Invoking divorce rather than marriage
According to Wilf, in order to achieve some kind of lasting settlement “the parties need to approach the negotiations not as a marriage, but as a divorce.”
This kind of reasoning does have some superficial appeal to it until one considers the context.
Indeed, having your disagreeable spouse separate, and move off to some distant location, allowing each former partner to live their life in undisturbed peace, is one thing. It is quite another to allow a belligerent spouse to take control of a property overlooking your own—from which he/she can harass you continuously, egged on by similarly inimical neighbors in the surrounding areas.
For a basic flaw in Wilf’s reasoning is her seeming assumption that once a Palestinian state is established, all grievances will disappear.
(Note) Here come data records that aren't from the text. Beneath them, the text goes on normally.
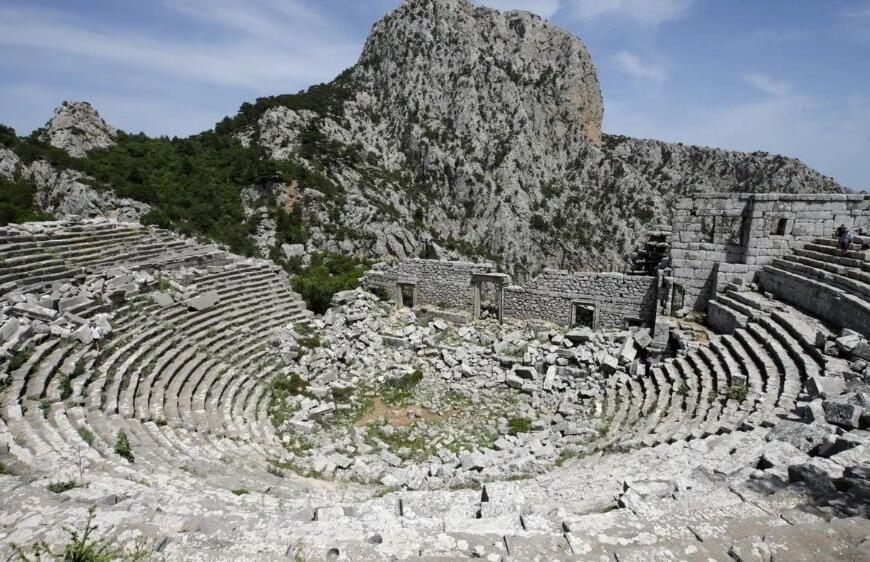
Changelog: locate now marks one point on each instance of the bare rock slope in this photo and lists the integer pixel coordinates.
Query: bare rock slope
(77, 128)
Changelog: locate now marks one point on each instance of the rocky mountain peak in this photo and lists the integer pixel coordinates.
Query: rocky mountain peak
(482, 72)
(76, 128)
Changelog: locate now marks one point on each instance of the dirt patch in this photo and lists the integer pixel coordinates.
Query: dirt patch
(397, 417)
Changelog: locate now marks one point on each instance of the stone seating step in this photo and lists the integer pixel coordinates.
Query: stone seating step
(861, 275)
(791, 378)
(807, 363)
(723, 319)
(828, 250)
(849, 284)
(822, 299)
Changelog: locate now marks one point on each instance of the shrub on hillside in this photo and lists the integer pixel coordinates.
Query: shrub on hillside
(17, 203)
(326, 275)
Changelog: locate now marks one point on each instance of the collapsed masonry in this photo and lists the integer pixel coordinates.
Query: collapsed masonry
(592, 300)
(716, 240)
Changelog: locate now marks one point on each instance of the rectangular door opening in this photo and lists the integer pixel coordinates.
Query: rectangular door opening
(584, 315)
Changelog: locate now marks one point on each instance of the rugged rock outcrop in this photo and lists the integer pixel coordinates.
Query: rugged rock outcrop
(470, 131)
(482, 130)
(64, 193)
(77, 128)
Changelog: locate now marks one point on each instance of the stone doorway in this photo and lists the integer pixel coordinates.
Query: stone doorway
(584, 315)
(407, 295)
(489, 295)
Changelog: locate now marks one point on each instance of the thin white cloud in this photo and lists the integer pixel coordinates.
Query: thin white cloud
(858, 13)
(767, 84)
(642, 12)
(544, 8)
(260, 59)
(634, 65)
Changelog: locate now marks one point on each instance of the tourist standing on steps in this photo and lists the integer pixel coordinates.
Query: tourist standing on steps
(844, 237)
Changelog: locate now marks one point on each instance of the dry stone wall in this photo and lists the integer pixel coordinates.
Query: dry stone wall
(718, 238)
(436, 282)
(617, 299)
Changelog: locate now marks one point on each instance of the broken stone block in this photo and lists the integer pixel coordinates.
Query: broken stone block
(9, 328)
(341, 461)
(628, 352)
(34, 311)
(204, 302)
(72, 302)
(642, 338)
(825, 387)
(848, 343)
(862, 351)
(580, 335)
(306, 427)
(527, 373)
(84, 335)
(808, 438)
(292, 250)
(843, 414)
(391, 459)
(811, 411)
(332, 513)
(609, 364)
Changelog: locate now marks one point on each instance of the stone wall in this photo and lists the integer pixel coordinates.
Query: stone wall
(437, 283)
(718, 238)
(618, 299)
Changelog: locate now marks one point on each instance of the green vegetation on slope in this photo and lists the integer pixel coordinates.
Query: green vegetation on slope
(326, 275)
(17, 203)
(194, 184)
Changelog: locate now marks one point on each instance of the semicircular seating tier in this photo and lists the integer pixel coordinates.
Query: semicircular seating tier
(186, 379)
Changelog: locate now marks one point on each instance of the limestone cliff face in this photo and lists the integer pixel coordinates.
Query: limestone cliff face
(77, 128)
(461, 132)
(481, 130)
(64, 193)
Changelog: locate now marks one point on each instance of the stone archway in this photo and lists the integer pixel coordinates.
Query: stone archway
(496, 282)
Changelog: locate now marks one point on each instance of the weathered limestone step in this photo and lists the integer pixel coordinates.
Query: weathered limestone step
(723, 319)
(823, 300)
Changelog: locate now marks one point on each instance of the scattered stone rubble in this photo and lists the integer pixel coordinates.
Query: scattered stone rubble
(195, 349)
(550, 378)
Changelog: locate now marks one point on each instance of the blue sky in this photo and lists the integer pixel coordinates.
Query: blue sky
(786, 76)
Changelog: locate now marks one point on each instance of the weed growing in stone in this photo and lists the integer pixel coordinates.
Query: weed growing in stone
(519, 425)
(82, 547)
(86, 435)
(399, 390)
(123, 448)
(65, 386)
(737, 392)
(63, 486)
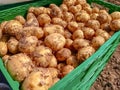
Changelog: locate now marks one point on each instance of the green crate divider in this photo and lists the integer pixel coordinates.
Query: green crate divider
(7, 6)
(82, 77)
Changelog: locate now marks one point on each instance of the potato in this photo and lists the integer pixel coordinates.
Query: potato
(31, 9)
(31, 20)
(64, 7)
(43, 57)
(102, 33)
(69, 44)
(115, 25)
(21, 19)
(111, 33)
(94, 16)
(78, 34)
(12, 27)
(104, 18)
(19, 66)
(53, 72)
(69, 2)
(88, 33)
(38, 80)
(60, 66)
(105, 26)
(5, 38)
(115, 15)
(55, 41)
(27, 44)
(72, 26)
(97, 41)
(67, 34)
(40, 42)
(55, 11)
(88, 10)
(85, 53)
(94, 24)
(82, 16)
(2, 26)
(50, 29)
(68, 16)
(81, 2)
(43, 19)
(75, 9)
(41, 10)
(72, 60)
(80, 43)
(30, 31)
(5, 59)
(59, 21)
(67, 69)
(12, 45)
(63, 54)
(3, 48)
(81, 25)
(95, 10)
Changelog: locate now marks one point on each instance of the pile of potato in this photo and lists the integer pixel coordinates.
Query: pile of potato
(40, 50)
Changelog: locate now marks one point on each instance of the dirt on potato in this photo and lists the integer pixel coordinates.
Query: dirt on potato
(109, 78)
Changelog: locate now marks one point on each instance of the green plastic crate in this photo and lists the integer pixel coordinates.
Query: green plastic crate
(82, 77)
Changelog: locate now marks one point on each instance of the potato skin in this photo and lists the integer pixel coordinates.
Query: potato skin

This of course is a grave miscalculation—and any putative Palestinian state will certainly be subject to incitement and infiltration by the most radical elements that abound in the Muslim world—spurring it on to further aggression against the infidel Zionist entity—with or without the complicity of Israel’s purported peace partner.
It is thus clearly time for obstinate two-staters to accept that their two-state formula is little more than a prelude to a flimsily disguised, more sinister and longer range design: A two-stage strategy for the total elimination of the Jewish state.
Martin Sherman is the founder and executive director of the Israel Institute for Strategic Studies.